Foods to avoid on an inflammatory diet include processed meats, saturated and trans fats, white bread and pasta and polyunsaturated oils such as sunflower oil. You should also reduce your intake of processed snack foods such as chips and crackers and desserts such as biscuits, lollies, ice cream and avoid eating too much carbohydrate, gluten and alcohol.

Replace highly inflammatory foods with ones that are nutrient dense and lower in calories. Oily fish, olive oil and nuts and seeds are high in anti-inflammatory omega-3. Fermented foods such as natural yoghurt, miso, sauerkraut, kimchi or kombucha are also beneficial. Leeks, onion and garlic have anti-inflammatory affects and herbs and spices such as turmeric, ginger, thyme, oregano, rosemary and pepper are excellent.

Focus on foods like dark leafy greens and nutrient dense vegetables such as broccoli and cauliflower. Legumes such as lentils and beans are anti-inflammatory as are avocado and coconut. Good fruit choices are blackberries, blueberries, cherries and red grapes. You can also treat yourself to red wine and dark chocolate in moderation.

Coffee lovers rejoice as your cuppa has been shown to have anti-inflammatory properties. When including meat in your diet make sure that you choose healthy animals that are grass fed. Also, choose non-farmed fish and seafood. Drink plenty of water and avoid sugary drinks such as soft drink. Try to increase your exercise and reduce your stress.

Foods in the nightshade family have been implicated as inflammatory culprits. Nightshade foods include eggplant, tomatoes, capsicum and potatoes. There’s limited evidence to show these foods cause flare ups. However, research shows that a vegetarian diet reduces inflammation and vegans have less systemic inflammation and chronic disease.

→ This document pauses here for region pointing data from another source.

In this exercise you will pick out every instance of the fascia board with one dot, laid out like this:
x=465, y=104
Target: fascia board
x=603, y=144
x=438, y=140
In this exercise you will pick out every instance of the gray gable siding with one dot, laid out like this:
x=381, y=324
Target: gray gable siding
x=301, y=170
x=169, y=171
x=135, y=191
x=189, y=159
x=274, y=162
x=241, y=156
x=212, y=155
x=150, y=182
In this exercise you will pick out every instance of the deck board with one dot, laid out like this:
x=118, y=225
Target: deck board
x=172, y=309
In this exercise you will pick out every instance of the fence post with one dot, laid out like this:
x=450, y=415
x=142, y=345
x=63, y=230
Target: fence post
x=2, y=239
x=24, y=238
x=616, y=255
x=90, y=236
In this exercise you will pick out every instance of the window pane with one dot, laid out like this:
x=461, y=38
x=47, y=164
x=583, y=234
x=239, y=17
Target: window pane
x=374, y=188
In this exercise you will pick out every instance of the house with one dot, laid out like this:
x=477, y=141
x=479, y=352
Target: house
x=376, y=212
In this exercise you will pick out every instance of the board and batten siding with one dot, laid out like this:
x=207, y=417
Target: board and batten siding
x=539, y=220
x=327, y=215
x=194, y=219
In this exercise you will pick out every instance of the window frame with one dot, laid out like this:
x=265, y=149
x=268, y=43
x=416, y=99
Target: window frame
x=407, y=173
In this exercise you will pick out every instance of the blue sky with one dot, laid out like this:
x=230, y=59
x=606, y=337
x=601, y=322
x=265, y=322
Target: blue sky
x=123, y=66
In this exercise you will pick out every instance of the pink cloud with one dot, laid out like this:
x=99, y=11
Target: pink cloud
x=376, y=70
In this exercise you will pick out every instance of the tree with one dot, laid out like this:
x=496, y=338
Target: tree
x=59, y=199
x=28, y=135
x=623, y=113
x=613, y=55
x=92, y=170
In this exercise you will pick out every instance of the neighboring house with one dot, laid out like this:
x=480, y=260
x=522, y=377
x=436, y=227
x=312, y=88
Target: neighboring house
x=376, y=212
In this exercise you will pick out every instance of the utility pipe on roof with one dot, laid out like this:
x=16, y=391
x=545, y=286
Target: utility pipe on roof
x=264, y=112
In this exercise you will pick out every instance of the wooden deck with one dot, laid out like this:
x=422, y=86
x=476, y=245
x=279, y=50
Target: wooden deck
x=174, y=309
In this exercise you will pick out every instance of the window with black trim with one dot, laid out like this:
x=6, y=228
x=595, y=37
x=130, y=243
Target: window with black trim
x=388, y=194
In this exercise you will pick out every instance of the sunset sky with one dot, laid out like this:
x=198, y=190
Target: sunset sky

An anti-inflammatory diet day may start with a green smoothie, poached eggs with greens, steel cut oats or homemade granola with nuts and berries. A lunch would be sashimi with miso soup, green salad with legumes, fresh salmon or tuna with salad or stir-fried tofu with vegetables. A dinner could be a chicken, lentil and turmeric curry, grilled snapper with salad or a vegetarian stir fry with brown rice.

Anti-inflammatory eating may be called a diet but it’s solid evidence makes it much more than that. Start to make small changes by incorporating more anti-inflammatory foods into your day. It’s an investment that has short term benefits if you want to look more like Gisele and long-term protection if you want to avoid disease.